Haftada dört gün, cuma, cumartesi, pazar ve pazartesi günleri, yeni
yıldızları, kadrolarıyla takımlarımızın mücadelesini izlemek üzere
ekran başında olup, tatsız gündemden çıkacağız, en azından unutmaya
çalışacağız.
Ekranda futbol!..
Lafı nereye getireceğimi anladınız sanırım..

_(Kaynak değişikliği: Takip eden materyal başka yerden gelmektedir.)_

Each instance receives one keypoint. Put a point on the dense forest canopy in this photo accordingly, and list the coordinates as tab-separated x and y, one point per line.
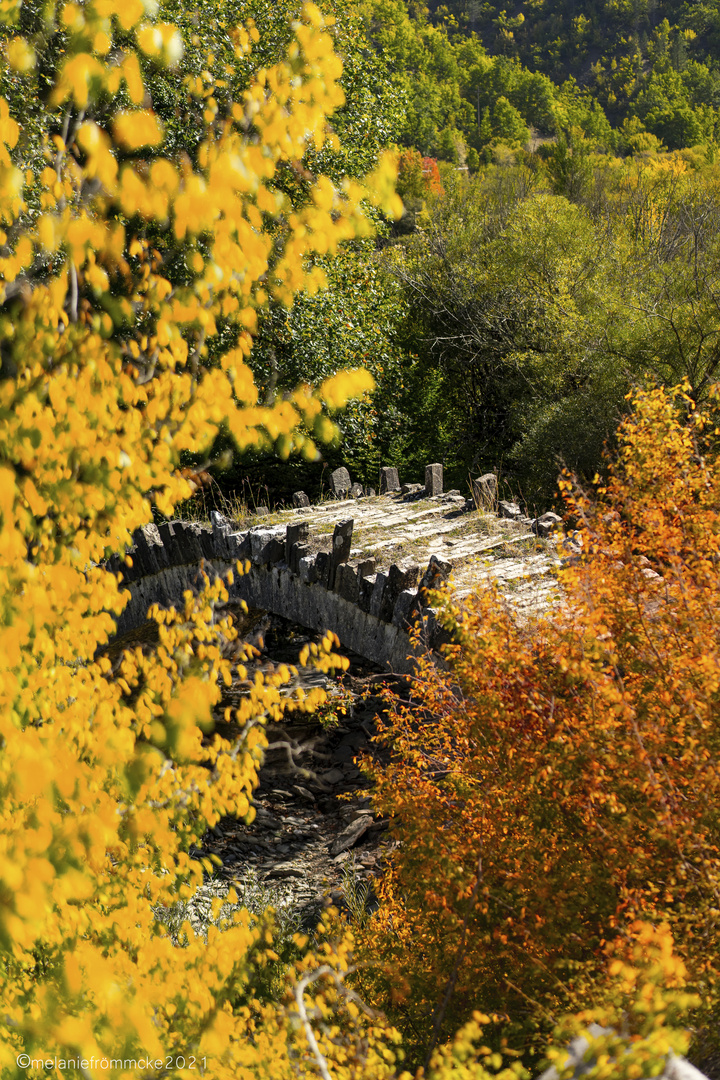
203	253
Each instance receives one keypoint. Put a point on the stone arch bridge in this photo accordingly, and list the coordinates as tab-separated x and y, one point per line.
360	567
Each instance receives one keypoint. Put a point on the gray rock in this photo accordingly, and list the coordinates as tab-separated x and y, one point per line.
366	589
485	491
406	606
323	562
366	567
340	483
341	547
389	480
434	480
347	583
350	836
548	523
377	596
331	777
266	548
298	551
510	510
398	580
295	534
437	572
307	569
187	543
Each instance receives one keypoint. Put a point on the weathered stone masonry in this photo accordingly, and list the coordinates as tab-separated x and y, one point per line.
370	611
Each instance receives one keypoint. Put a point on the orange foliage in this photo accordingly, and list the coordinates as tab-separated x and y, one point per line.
418	176
565	778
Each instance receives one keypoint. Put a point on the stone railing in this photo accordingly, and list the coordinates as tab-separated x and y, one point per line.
370	610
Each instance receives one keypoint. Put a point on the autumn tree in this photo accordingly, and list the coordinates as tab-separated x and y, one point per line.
123	257
564	780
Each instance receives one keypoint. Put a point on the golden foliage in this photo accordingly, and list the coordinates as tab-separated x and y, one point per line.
107	777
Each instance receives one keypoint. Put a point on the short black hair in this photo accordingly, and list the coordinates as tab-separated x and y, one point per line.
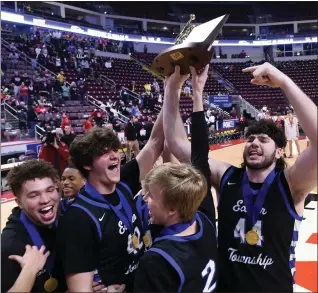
270	128
84	149
30	170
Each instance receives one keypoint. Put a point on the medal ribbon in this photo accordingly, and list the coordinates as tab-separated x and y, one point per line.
126	219
176	228
254	211
37	240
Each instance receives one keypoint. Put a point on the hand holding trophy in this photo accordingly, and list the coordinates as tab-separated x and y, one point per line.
193	47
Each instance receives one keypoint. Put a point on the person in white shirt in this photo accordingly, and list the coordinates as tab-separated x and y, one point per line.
37	51
292	132
187	91
212	122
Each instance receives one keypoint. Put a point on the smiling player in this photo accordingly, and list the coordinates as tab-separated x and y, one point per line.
32	223
103	230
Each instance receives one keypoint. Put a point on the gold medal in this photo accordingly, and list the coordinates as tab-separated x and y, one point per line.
147	241
252	237
134	240
50	285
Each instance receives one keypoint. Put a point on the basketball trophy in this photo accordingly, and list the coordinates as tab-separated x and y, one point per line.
193	47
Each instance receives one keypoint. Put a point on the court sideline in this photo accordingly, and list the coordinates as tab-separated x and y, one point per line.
306	250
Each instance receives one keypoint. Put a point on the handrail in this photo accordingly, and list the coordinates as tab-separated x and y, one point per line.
107	80
28	58
37	132
227	114
97	103
6	105
146	64
131	93
249	107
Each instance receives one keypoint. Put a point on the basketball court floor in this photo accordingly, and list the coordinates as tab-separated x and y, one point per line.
306	250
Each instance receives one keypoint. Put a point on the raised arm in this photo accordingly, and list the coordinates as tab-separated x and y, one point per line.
175	135
200	140
153	148
302	176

Bizim ekranlarda futbol izlemek, keyif değil, işkence.. Eğlence
değil, öfke sebebi..
Çünkü lig maçlarını yayınlayan LigTV, parayla sattığı kutular, maç
yayınlarına şifre koyup izletmek için peşin peşin aldığı ilave
paralara doymuyor. Yayını piç, izleyeni öfkeden deli eden
reklamlarla ekranı, maçın önünü, arkasını, ortasını yok ettiği ve
seyirciyi maç havasından çıkardığı yetmiyor gibi, canlı yayın
üzerine bindirdikleri yazılı reklamlarla da, akıllara seza bir
ekran kirliliği yaratıyor. O da yetmiyor. Maçı anlatan spiker,
oyunu bırakıp, reklam ve tanıtım yapıyor.
Bütün bu rezilliklerle yıllarca tek başına mücadele ettiğimi okur
bilir.. Bu ülkenin hiç bir gazetesinin spor sayfası, konuya
sahiplenmedi, benimki dahil..
Gazeteci olarak da bir tek Selahattin Duman destek çıktı,
Hürriyet'te o kadar.
Buna rağmen, arkamızda milyonlarca spor izleyicisi olduğu için
başarılı olduk..
5'i iktidar, 4'ü muhalefet temsilcilerinden oluşan RTÜK, tarihinde
ender olarak, ittifakla bir karar aldı ve canlı yayınlarda ekran
kirlenmesini önleyen bir yönetmeliği 9 imza ile hazırladı.